—Comment, vous, peut-être?...» interrogea Françoise. «Vous auriez, du moins, votre conscience pour vous.

—En suis-je si assuré que cela?» riposta le jeune homme. «Voyons-nous toujours clair au fond de nous? Mon intention n’était pas formelle. La pensée de ce mariage s’insinuait seulement en moi. La vie commune me tentait. Elle existe en fait, depuis que Bertrande est venue s’asseoir à mon chevet de malade. Elle m’a sauvé, peut-être. Les derniers jours furent si doux, avec cet enfant entre nous deux! Je les eusse prolongés. Nous serions restés ensemble. La situation se serait régularisée plus tard. Voilà... Voilà la vérité de ce qui se passait en moi. Puis, j’ai ouvert ce journal. J’ai lu ce fait divers. Les conséquences me sont apparues. Je me suis dit: «Jamais, maintenant... Jamais!... Bertrande, riche... effroyablement riche... C’est mon rêve qui s’effondre dans la boue!» Alors, et seulement à ma souffrance, j’ai découvert ce qu’il y avait de changé en moi. Ce rêve, je l’avais donc vraiment entrevu. Déjà il me tenait au cœur. Toutefois, je me demande, avec la méfiance et le dégoût de mon ancien moi-même, si la lueur de l’or ne l’a pas fait surgir tout à coup. Et, enfin, je suis très malheureux... Comprenez-vous?»
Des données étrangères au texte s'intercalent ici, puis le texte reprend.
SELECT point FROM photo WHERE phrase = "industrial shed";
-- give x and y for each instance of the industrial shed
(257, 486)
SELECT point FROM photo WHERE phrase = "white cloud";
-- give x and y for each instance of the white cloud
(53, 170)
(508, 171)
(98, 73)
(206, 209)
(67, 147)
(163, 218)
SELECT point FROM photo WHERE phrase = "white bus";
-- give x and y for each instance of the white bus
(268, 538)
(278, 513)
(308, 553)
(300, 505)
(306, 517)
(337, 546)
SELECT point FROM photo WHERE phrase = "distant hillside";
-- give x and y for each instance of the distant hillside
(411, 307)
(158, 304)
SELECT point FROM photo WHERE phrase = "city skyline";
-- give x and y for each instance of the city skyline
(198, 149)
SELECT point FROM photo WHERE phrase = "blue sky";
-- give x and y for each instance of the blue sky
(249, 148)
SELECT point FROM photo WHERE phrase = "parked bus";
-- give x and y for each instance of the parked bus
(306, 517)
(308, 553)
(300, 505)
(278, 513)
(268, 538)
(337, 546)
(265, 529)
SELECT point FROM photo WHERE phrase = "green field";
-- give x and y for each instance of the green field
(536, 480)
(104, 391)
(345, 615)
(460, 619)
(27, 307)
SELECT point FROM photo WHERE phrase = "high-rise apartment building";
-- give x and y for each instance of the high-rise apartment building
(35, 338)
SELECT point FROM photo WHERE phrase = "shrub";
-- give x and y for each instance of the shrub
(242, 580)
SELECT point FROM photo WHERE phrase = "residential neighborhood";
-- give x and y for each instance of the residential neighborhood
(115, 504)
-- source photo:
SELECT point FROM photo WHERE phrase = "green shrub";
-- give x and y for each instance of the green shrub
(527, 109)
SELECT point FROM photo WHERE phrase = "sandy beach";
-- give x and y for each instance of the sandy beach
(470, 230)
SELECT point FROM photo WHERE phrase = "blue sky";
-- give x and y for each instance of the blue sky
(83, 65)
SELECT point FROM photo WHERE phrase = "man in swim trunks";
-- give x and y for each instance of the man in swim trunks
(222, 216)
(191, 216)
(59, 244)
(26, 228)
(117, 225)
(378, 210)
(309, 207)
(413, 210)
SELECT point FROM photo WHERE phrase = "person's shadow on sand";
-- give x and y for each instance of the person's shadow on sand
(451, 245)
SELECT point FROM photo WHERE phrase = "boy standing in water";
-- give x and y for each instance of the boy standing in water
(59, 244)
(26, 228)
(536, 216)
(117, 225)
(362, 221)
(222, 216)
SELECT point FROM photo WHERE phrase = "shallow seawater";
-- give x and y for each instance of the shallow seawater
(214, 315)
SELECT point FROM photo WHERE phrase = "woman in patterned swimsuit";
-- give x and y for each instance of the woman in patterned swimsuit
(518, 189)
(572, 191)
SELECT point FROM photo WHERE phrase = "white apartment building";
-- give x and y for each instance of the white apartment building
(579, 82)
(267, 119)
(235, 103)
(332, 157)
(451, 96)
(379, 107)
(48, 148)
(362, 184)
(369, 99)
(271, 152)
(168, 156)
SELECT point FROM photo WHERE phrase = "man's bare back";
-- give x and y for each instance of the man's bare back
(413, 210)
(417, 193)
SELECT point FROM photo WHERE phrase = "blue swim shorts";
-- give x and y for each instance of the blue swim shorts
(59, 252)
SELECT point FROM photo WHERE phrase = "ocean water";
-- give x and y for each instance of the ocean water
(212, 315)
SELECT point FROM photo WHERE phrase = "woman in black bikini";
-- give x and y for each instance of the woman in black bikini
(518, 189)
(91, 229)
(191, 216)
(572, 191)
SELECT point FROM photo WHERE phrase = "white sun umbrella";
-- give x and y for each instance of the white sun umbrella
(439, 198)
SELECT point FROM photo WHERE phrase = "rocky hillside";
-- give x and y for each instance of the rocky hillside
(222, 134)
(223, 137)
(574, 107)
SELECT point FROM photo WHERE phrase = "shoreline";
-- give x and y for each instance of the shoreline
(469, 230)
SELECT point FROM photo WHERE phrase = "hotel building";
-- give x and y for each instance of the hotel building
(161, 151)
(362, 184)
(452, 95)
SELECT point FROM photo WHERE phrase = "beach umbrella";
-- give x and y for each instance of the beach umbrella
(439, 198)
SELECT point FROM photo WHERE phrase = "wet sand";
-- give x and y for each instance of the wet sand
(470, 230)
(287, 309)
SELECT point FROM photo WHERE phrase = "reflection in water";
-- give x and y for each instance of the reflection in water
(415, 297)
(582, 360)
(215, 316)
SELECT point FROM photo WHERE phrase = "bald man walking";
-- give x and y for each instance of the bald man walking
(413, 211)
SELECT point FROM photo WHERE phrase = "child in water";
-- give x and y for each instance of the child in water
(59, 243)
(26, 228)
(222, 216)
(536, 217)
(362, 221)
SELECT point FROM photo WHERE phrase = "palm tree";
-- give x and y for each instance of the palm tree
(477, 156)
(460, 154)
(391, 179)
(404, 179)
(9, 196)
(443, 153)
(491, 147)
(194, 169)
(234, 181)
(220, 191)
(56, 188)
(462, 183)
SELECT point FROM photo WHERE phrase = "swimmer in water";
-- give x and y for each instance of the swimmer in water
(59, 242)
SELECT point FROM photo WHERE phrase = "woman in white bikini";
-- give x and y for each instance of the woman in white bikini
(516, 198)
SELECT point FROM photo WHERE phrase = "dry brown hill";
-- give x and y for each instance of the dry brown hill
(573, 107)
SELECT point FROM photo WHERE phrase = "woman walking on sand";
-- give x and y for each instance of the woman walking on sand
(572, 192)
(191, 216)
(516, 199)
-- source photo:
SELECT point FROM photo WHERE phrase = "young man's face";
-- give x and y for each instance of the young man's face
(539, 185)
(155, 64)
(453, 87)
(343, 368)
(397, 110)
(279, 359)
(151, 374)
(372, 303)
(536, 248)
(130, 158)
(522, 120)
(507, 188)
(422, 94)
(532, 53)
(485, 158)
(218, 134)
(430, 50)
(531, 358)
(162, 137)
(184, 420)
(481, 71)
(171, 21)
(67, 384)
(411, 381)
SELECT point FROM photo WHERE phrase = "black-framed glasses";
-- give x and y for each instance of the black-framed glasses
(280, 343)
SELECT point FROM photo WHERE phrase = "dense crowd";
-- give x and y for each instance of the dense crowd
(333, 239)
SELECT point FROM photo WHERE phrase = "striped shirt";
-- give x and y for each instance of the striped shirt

Françoise avait écouté dans un silence rêveur. Quand Villingen se tut, elle demeura encore un instant pensive. Puis elle se leva, pour s’approcher de son père, dont l’immobilité l’inquiétait. Elle toucha les mains du vieillard,—la température en était à peu près normale,—écouta sa respiration, qu’elle jugea régulière, mais inclina vainement son visage vers le regard terni, qui n’exprima pas s’il la voyait. Avec un soupir, elle revint à Gilbert.

Celui-ci se tenait debout, prêt à se retirer.

—«Vous m’excuserez,» balbutia-t-il. «Je ne vous aurais pas entretenue si longuement de moi-même... Mais ma détresse est une réparation pour vous. Je vous en devais l’aveu.»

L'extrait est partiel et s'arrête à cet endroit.